Ich wollte reisen im nächsten Jahre, Deutschland besuchen, Schweden und Dänemark, kurz die Fahrt unternehmen von der mich der traurige Todeshall im vorigen Jahre zurückrief, aber zu den Genüssen dieser Reise gehört vor allen auch dich in Copenhagen zu finden, und da du im nächsten Jahre noch nicht zurück seyn kannst, will ichs lieber verschieben, und ein Jahr später mich auf den Weg machen.
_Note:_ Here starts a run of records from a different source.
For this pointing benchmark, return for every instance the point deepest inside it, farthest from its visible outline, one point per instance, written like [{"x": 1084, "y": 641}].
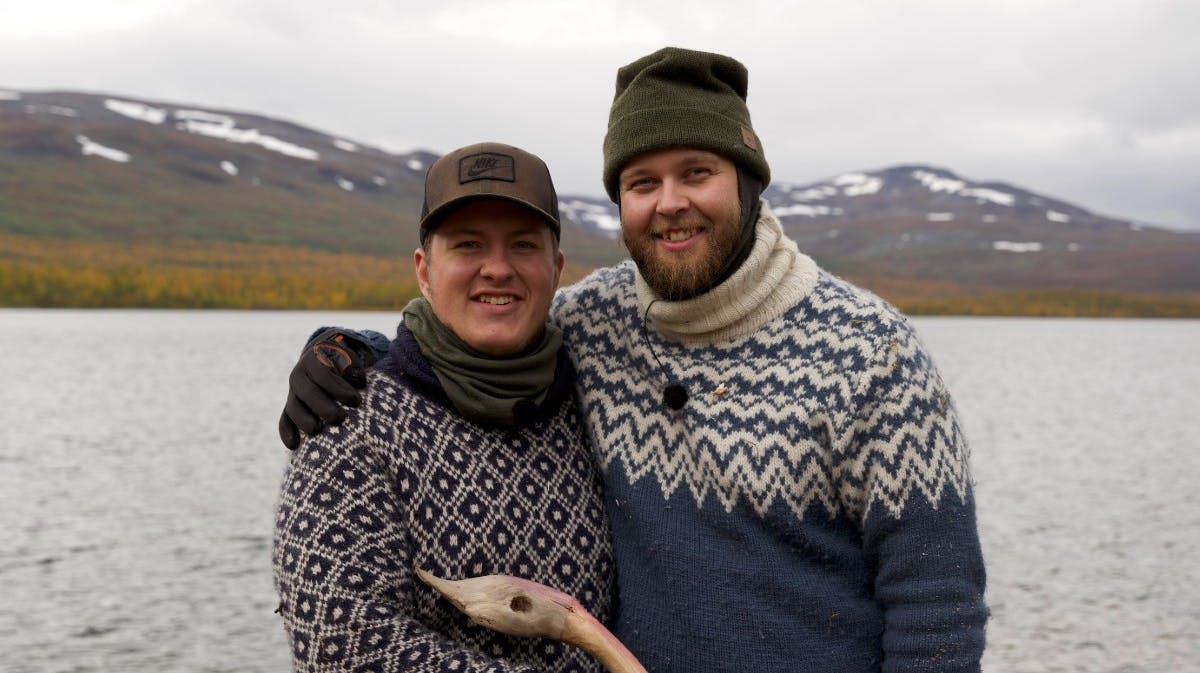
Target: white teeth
[
  {"x": 496, "y": 300},
  {"x": 678, "y": 234}
]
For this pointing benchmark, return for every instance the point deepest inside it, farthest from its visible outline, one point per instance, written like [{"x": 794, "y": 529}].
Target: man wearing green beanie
[{"x": 785, "y": 475}]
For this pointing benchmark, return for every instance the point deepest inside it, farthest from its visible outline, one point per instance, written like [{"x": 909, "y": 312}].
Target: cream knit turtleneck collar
[{"x": 771, "y": 281}]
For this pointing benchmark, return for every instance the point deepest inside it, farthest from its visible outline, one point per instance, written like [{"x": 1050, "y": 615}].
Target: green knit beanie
[{"x": 681, "y": 98}]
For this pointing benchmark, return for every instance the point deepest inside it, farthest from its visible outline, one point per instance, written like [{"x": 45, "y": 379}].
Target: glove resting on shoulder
[{"x": 329, "y": 374}]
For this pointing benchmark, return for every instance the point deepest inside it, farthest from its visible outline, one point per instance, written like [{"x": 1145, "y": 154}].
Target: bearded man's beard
[{"x": 675, "y": 277}]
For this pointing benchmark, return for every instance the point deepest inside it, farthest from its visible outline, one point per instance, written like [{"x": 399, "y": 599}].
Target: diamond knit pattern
[{"x": 406, "y": 481}]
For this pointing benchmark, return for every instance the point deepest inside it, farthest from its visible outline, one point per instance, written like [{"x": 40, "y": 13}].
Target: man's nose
[{"x": 497, "y": 264}]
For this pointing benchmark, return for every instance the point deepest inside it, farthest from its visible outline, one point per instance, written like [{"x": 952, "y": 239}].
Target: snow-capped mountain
[{"x": 118, "y": 167}]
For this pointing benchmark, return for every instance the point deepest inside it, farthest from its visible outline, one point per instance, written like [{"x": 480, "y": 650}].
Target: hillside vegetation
[{"x": 187, "y": 274}]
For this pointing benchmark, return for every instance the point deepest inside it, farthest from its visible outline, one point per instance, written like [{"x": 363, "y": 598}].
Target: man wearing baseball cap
[
  {"x": 465, "y": 456},
  {"x": 786, "y": 479}
]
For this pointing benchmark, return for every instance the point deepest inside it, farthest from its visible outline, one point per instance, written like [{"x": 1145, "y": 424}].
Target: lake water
[{"x": 139, "y": 466}]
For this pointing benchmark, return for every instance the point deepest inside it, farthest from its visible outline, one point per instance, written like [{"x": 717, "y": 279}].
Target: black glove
[{"x": 328, "y": 374}]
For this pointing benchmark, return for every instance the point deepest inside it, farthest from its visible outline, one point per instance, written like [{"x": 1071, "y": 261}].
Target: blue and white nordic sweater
[
  {"x": 406, "y": 481},
  {"x": 810, "y": 506}
]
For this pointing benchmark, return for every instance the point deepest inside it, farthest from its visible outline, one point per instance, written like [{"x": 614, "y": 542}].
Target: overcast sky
[{"x": 1092, "y": 101}]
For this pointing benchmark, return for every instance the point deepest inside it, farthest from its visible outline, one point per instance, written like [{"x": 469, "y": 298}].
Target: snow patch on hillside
[
  {"x": 223, "y": 127},
  {"x": 93, "y": 148},
  {"x": 597, "y": 215},
  {"x": 1011, "y": 246},
  {"x": 139, "y": 112}
]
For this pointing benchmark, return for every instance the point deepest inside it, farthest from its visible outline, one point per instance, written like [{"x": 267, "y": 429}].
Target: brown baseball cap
[{"x": 489, "y": 170}]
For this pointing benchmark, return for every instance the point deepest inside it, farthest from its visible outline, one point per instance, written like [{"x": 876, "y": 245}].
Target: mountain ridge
[{"x": 103, "y": 167}]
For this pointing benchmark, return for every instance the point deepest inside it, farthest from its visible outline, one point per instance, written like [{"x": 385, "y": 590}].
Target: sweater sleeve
[
  {"x": 918, "y": 514},
  {"x": 343, "y": 569}
]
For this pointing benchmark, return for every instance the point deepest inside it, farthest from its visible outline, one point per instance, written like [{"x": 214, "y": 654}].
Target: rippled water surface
[{"x": 139, "y": 466}]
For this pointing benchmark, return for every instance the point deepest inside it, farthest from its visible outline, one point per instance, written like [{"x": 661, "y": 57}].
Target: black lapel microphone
[{"x": 675, "y": 395}]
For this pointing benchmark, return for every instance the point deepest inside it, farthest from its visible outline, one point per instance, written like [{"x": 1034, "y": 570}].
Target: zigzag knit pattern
[
  {"x": 405, "y": 481},
  {"x": 809, "y": 508},
  {"x": 835, "y": 403}
]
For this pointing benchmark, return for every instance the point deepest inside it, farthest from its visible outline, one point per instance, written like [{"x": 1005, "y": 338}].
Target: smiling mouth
[
  {"x": 496, "y": 299},
  {"x": 676, "y": 235}
]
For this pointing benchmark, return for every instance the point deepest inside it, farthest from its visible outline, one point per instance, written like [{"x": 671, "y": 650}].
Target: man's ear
[
  {"x": 421, "y": 260},
  {"x": 558, "y": 268}
]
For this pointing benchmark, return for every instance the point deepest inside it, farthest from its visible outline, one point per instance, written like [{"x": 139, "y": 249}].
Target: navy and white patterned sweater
[
  {"x": 809, "y": 509},
  {"x": 406, "y": 481}
]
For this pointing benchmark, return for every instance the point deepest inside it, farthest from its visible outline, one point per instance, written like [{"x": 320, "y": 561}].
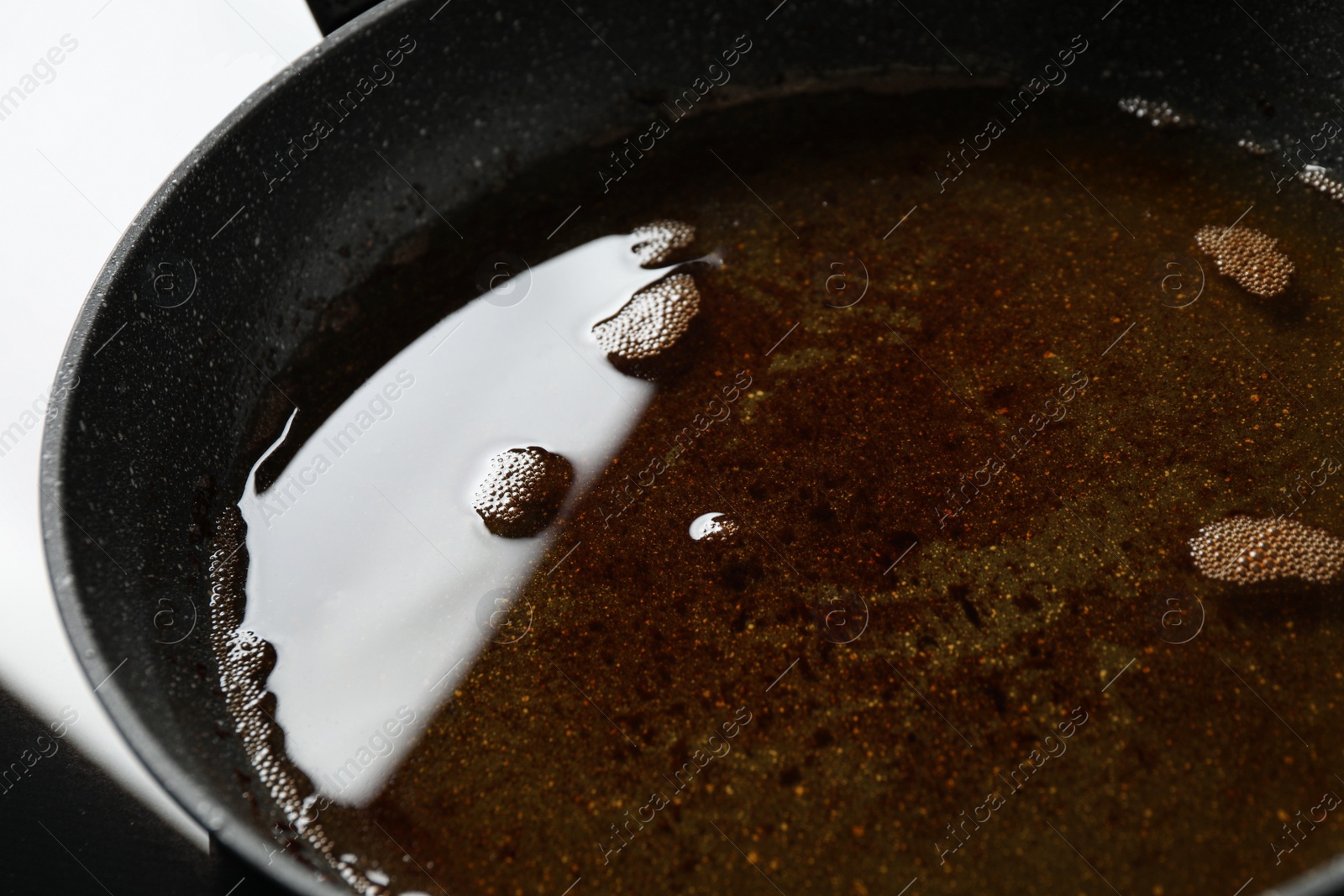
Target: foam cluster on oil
[{"x": 994, "y": 543}]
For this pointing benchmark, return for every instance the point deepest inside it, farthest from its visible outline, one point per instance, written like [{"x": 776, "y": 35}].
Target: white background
[{"x": 78, "y": 159}]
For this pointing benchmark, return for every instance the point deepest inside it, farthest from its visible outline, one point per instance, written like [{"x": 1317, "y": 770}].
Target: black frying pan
[{"x": 235, "y": 261}]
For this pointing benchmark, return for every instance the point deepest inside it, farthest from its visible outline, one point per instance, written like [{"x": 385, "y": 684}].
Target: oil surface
[{"x": 953, "y": 636}]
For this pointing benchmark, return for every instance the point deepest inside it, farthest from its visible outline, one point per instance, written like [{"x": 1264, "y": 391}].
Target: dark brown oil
[{"x": 900, "y": 663}]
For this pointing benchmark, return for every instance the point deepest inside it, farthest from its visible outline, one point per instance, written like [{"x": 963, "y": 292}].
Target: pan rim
[{"x": 222, "y": 825}]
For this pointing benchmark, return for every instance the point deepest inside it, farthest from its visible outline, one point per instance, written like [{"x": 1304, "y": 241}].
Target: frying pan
[{"x": 242, "y": 254}]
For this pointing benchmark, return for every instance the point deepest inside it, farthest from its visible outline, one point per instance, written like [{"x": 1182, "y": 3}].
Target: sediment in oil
[{"x": 995, "y": 611}]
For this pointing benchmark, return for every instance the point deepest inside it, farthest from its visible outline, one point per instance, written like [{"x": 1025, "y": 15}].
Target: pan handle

Hoffentlich finde ich dich dann. -

Neulich fiel mir durch Zufall No. 91 der Zeitung für die elegante Welt v. 10. Mai 1833 in die Hand, und nicht wenig war ich überrascht, - dort ein Capriccio zu finden, das Bröders lateinische Grammattik überschrieben, und fast Wort für Wort, deiner Arbeit Badens Grammattika Latina nachgebildet ist, doch war dein Name als Verfasser nicht angegeben, und ich wollte schon an deynen Redakteur schreiben, und ihn auf diesen litterarischen Diebstahl aufmerksam machen, doch dachte ich, daß es sich der Mühe nicht lohne, und daher unterließ ich es, willst du aber, daß es geschehe, so ist es noch keinesweges zu spät.

Das Blatt geht zu Ende, ich muß also schließen, lebe dann wohl für Diesmal, denke meiner zuweilen in deinem Gewissen und sey überall so glücklich wie der gute Mensch es zu seyn verdient.

Wo du bist, bin ich bei dir.

dein Freund Ludolph

Im schwedischen Consulate

zu Liebau am 5. Octob. 1833.

Tekst fra: Markus Wagner (KB affoto 5830-33)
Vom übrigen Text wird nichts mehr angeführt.